2011/11/2  <ma...@apache.org>:
> Konstantin Kolinko <knst.koli...@gmail.com> wrote:
>
>>2011/11/2 Mark Thomas <ma...@apache.org>:
>>> On 01/11/2011 22:39, Mark Thomas wrote:
>
>>> My first stab at a patch for this is at [1]. Comments welcome.
>
>>>http://people.apache.org/~markt/patches/2011-11-01-redeploy-trunk-v1.patch
>
>
>>Quick review - several typos:
>>
>>mbeans-descriptors.xml:
>>- typo "findRedployResources"
>>- "Path to the resource, relative to docBase" - It is "either absolute
>>or relative to docBase".
>>
>>docs: s/if is is updated/if it is updated/
>
> I'll get those fixed for the next iteration.

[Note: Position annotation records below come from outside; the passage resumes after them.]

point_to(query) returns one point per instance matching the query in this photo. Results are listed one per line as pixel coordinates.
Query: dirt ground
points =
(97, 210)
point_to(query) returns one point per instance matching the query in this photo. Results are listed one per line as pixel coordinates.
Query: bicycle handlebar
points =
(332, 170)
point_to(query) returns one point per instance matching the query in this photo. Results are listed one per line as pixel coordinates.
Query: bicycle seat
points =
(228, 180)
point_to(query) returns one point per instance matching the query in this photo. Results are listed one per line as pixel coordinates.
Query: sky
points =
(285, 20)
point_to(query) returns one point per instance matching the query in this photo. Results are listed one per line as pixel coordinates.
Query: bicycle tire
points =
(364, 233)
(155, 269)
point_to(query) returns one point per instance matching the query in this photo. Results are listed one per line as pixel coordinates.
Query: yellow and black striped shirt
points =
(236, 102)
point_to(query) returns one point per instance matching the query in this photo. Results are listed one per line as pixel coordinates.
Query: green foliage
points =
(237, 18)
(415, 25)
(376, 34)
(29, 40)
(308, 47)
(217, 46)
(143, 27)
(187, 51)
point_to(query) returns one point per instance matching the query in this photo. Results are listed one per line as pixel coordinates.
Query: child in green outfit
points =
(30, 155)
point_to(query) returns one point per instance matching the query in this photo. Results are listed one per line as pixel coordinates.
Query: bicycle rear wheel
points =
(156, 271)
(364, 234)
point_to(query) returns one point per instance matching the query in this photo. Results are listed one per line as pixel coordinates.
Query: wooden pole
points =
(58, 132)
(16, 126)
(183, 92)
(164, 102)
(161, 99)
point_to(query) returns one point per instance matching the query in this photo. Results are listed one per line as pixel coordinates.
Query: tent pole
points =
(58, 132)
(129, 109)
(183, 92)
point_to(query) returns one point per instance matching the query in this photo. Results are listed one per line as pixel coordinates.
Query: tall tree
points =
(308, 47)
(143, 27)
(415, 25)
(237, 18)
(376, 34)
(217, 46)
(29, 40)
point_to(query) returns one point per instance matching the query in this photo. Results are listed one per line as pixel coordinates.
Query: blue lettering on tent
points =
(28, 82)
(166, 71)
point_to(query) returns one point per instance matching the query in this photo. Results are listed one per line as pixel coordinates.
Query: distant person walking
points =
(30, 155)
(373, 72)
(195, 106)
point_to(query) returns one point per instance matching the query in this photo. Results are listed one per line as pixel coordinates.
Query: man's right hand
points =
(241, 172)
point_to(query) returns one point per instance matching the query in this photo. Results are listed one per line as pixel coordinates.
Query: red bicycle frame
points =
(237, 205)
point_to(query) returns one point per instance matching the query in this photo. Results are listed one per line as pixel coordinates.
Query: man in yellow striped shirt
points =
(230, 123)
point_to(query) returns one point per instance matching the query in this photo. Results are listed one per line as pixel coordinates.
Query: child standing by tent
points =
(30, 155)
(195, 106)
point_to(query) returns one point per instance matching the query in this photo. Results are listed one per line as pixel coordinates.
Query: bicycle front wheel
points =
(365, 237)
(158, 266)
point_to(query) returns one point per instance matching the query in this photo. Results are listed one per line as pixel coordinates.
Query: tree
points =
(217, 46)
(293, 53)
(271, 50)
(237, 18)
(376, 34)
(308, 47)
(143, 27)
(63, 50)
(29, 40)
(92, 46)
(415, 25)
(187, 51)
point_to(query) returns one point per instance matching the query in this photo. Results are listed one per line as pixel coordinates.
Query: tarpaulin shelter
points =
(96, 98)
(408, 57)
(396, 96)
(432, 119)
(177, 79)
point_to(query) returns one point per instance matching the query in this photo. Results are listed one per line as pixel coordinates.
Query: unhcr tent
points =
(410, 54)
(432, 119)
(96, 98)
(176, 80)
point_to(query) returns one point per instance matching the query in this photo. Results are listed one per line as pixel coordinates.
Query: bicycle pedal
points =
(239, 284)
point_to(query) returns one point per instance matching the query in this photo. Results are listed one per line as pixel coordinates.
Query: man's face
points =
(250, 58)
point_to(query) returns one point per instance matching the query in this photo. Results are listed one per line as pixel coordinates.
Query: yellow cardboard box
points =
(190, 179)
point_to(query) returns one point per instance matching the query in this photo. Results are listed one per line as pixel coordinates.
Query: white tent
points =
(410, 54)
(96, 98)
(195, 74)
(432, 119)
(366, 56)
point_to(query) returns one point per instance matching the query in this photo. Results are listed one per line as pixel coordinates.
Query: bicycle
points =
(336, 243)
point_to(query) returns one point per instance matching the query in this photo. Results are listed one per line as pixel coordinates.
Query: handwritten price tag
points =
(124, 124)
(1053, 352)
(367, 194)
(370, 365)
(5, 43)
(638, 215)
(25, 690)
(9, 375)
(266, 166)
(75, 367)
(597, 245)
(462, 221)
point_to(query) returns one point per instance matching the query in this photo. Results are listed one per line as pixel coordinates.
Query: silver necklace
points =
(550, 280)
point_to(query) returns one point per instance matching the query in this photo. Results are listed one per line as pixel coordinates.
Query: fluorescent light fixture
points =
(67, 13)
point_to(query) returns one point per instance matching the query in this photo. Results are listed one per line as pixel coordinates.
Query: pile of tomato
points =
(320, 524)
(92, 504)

Also s/redploy/redeploy/ in some Javadoc.

The removeWatchedResource() method in the patch is NOOP instead of
calling renamed method.

The following in StandardContext.java does not look backwards-compatible:
-        fireContainerEvent("addWatchedResource", name);
+        fireContainerEvent("addReloadResource", name);
and
-         fireContainerEvent("removeWatchedResource", name);
+        fireContainerEvent("removeReloadResource", name);

Better keep the old name of "watched" and just add the new one of "redeploy".
In all places the "redeploy" list is new and parallel to the old "watched" one.

The only place where meaning changes is
HostConfig#addWatchedResources() that now processes both types.

> The one thing I don't like is that a change to conf/context.xml that
> breaks the file effectively kills the instance until the problem is
> fixed and the instance re-started.

Looking at HostConfig.checkResources(DeployedApplication) note several
ExpandWar.delete() calls. The order is important there. If redeploy
resource #i is missing or updated it deletes all following redeploy
resources starting with #(i+1).

With this behaviour it is better not to let a user to control this
"redeploy" list.

BTW, checkResources(DeployedApplication) deletes reload resources on
auto-undeploy as well, but first checks their path.


Regarding the original task of what happens when context.xml is
touched or edited:  redeploying deletes the work dir, along with all
persisted sessions and all compiled JSPs. (ContextConfig.destroy()
triggered by Host.removeChild() does the deletion)

It is an enormous price to pay for editing an AccessLogValve
configuration or whatever is important in context.xml. I'd prefer a
solution that does not delete the work dir.